Micro Persuasion: Want People to Read Your Blog? Go With a Full Text Feed

Micro Persuasion: Want People to Read Your Blog? Go With a Full Text Feed

Steve Rubel scratches the surface of a topic I’ve been thinking about a lot lately. Does usign full content RSS feeds actually drive more clickthroughs than using the teaser approach? The knee jerk answer is that short teaser text, that requires the user to clockthrough to your site to get the rest of the story, would drive more clickthroughs. After all, if they want the content, they have to come to your site to get it. And since they’re viewing your feed, they must want the content, right? Seems fain enough, but what about all the people who don’t subscribe to your feed because the content is so lean? If the number of people you’re repelling is greater then the numbers of people who clickthrough, then you’ve got a net loss.

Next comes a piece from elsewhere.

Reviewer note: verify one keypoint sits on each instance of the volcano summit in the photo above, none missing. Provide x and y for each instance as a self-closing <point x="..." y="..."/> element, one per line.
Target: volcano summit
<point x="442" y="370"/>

I only recently began using a real feed reader, as opposed to a personalized homepage to view RSS, and I’ve definitely clicked through to more sites because I’m continually engaged by their rich, full featured feeds. The feeds that I am interested in, that don’t have full content, such as Wired News: Top Stories, get almost none of my attention in a feed inbox that’s always filling up with unread content. Steve Rubel’s blog is a great example. I would stumble upon his site every now and again before I was using a reader, but now I read at least some of his content every single day. If his feeds were just one line and a link, I probably wouldn’t have him in my main folder. So because Steve is “giving away his content” I’m visiting his blog way more then before.